Sandhills at Mina Mina, 1999
Artist: Dorothy Napangardi
Region: Central & Western Deserts
Medium/Type: Painting
Size:
91 x 31 cm
(Artwork can be rotated)
Catalogue Number: 4134DN
Status: Exhibition WA AUSTRALIA
This work was painted by Dorothy not long after returning from her ‘back to country’ trip with her aunties to instruct her with the songs and dances associated with her ‘borning country’ of Mina Mina — that Dorothy had left in the early 1960’s after having lived a fully traditional nomadic life until then.

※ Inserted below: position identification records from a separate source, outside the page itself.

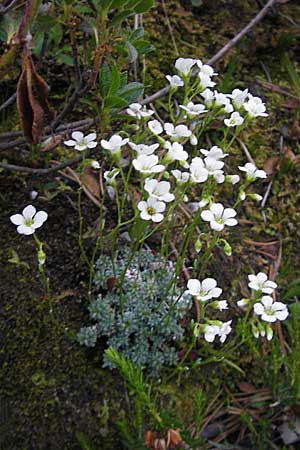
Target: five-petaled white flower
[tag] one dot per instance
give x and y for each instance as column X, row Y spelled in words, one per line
column 218, row 216
column 175, row 81
column 138, row 111
column 159, row 190
column 152, row 209
column 110, row 176
column 224, row 330
column 176, row 152
column 81, row 142
column 261, row 283
column 255, row 107
column 269, row 310
column 193, row 109
column 213, row 167
column 238, row 97
column 215, row 152
column 235, row 120
column 29, row 220
column 205, row 81
column 184, row 65
column 147, row 164
column 204, row 290
column 199, row 173
column 178, row 132
column 143, row 149
column 252, row 172
column 114, row 144
column 155, row 127
column 208, row 96
column 223, row 101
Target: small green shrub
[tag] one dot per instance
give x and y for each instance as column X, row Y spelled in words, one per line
column 142, row 320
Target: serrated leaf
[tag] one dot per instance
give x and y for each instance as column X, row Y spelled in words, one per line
column 105, row 80
column 131, row 91
column 118, row 18
column 132, row 52
column 115, row 102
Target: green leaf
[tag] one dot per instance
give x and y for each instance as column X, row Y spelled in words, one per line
column 131, row 91
column 115, row 102
column 118, row 18
column 123, row 79
column 115, row 80
column 143, row 6
column 132, row 52
column 105, row 80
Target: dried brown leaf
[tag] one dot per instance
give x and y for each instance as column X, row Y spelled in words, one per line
column 32, row 103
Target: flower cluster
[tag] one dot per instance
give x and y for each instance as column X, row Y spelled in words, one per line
column 266, row 310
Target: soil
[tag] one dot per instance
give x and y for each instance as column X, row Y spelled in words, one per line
column 51, row 388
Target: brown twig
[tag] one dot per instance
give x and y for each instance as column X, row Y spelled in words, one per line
column 51, row 170
column 230, row 44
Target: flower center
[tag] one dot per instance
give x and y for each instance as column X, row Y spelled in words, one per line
column 151, row 211
column 28, row 222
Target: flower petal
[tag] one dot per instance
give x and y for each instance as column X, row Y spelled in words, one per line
column 17, row 219
column 29, row 212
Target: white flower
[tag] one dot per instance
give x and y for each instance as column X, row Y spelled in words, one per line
column 210, row 332
column 114, row 144
column 223, row 100
column 143, row 149
column 235, row 120
column 208, row 96
column 232, row 179
column 29, row 220
column 224, row 330
column 147, row 164
column 205, row 68
column 155, row 127
column 193, row 109
column 138, row 111
column 176, row 152
column 204, row 290
column 215, row 152
column 270, row 311
column 205, row 81
column 159, row 190
column 152, row 209
column 255, row 107
column 193, row 140
column 218, row 216
column 243, row 302
column 261, row 283
column 81, row 142
column 252, row 171
column 184, row 65
column 181, row 177
column 95, row 165
column 175, row 81
column 180, row 131
column 110, row 176
column 213, row 167
column 199, row 173
column 238, row 97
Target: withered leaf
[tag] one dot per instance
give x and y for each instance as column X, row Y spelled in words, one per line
column 91, row 182
column 32, row 102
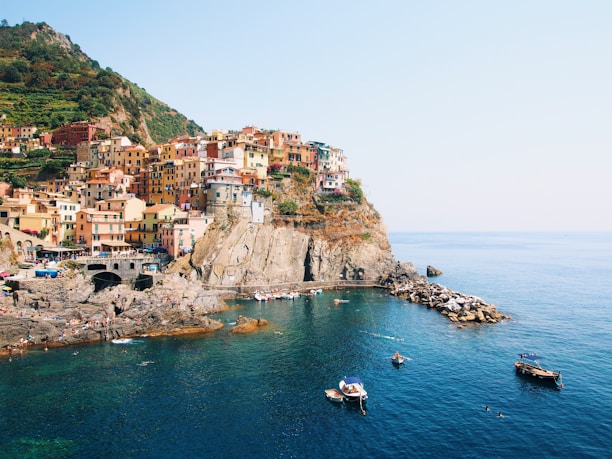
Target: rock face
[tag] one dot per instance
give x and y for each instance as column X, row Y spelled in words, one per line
column 243, row 253
column 248, row 325
column 68, row 311
column 456, row 306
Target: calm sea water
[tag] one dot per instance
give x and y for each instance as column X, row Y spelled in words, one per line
column 262, row 395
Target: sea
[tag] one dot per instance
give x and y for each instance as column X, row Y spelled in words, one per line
column 262, row 395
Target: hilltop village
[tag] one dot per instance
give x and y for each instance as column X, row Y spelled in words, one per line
column 118, row 197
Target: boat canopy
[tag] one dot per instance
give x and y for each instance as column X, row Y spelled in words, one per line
column 531, row 356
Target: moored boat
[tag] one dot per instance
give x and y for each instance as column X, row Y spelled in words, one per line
column 529, row 366
column 334, row 395
column 398, row 359
column 352, row 388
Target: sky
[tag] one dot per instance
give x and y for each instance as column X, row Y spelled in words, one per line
column 472, row 115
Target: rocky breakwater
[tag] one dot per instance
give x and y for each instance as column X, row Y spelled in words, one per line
column 53, row 312
column 457, row 307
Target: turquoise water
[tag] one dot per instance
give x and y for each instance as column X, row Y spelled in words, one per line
column 262, row 395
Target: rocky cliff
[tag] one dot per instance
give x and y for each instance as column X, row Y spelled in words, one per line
column 345, row 242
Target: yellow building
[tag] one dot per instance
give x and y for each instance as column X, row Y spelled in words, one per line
column 153, row 219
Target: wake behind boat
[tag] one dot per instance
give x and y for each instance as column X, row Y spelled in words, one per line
column 529, row 366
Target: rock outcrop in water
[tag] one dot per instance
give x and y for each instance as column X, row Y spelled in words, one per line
column 458, row 307
column 68, row 311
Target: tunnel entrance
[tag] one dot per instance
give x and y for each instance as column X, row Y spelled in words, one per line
column 143, row 281
column 105, row 279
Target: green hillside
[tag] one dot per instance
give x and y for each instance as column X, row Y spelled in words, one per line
column 46, row 80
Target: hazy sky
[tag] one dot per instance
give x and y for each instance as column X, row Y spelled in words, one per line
column 455, row 115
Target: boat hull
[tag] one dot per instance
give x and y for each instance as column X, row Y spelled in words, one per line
column 353, row 392
column 334, row 395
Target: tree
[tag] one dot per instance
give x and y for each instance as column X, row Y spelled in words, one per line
column 12, row 75
column 16, row 181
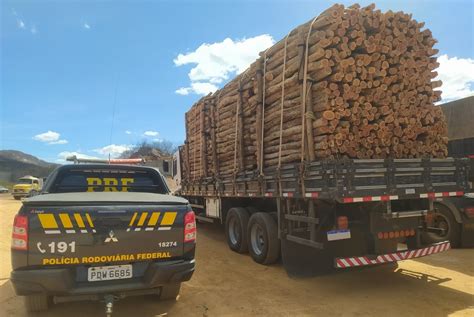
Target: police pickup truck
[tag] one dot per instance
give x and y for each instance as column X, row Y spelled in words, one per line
column 102, row 232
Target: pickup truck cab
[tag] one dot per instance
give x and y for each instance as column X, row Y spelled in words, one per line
column 26, row 186
column 102, row 232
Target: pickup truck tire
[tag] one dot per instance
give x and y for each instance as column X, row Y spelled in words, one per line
column 262, row 237
column 35, row 303
column 170, row 292
column 443, row 218
column 236, row 229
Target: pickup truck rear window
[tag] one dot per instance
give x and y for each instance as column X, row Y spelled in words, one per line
column 108, row 180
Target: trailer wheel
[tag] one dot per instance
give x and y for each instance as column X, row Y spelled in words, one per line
column 34, row 303
column 170, row 292
column 443, row 219
column 236, row 229
column 262, row 236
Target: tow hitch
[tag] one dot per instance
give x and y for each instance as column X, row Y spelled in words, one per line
column 109, row 304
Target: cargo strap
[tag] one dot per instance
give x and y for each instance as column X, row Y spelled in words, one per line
column 237, row 112
column 282, row 99
column 282, row 106
column 303, row 101
column 263, row 111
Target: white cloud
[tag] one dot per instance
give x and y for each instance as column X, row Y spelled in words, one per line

Dorothy’s work flourished after this trip, as she experimented with many different styles in direct response to the emotion of travelling through the physicality and spirituality of her country, inherited through patrilineal lineage.
Here Napangardi paints the endless sand hills that lead into her country coming from the east to west. They shift and move with the wind and finding access to cross takes knowledge and constant observation.
Dorothy was a keen observer of the landscape and her ‘country’. She was not afraid to try some new ideas and in this work, she experimented with depicting sandhills shifting across the landscape.
Central Australia is sand country. A landscape always moving, a shifting sea of sand dunes, cloaking and revealing, sculptured by winds, ephemeral in nature. Sand has a significant presence and is a subject constantly found in the artwork of Dorothy Napangardi. Her keen and intimate knowledge of her country finds her experimenting on how to present it in her works.
Source: Honouring and Remembering the Art and Life of Dorothy Napangardi 1987-2013

Dorothy Napangardi
Regions: Central Desert, Western Desert
One of the leading artists of the contemporary Aboriginal art movement, Napangardi’s work is highly sought after by both collectors and curators worldwide. Her paintings and prints have been widely exhibited and are in all national collections within Australia and in major collections worldwide including most recently the MET, New York. Napangardi had the honour of being the 2nd indigenous artist to be given a solo survey exhibition at the MCA (Museum of Contemporary Art), Sydney that traced 11 years of her painting career in 1991.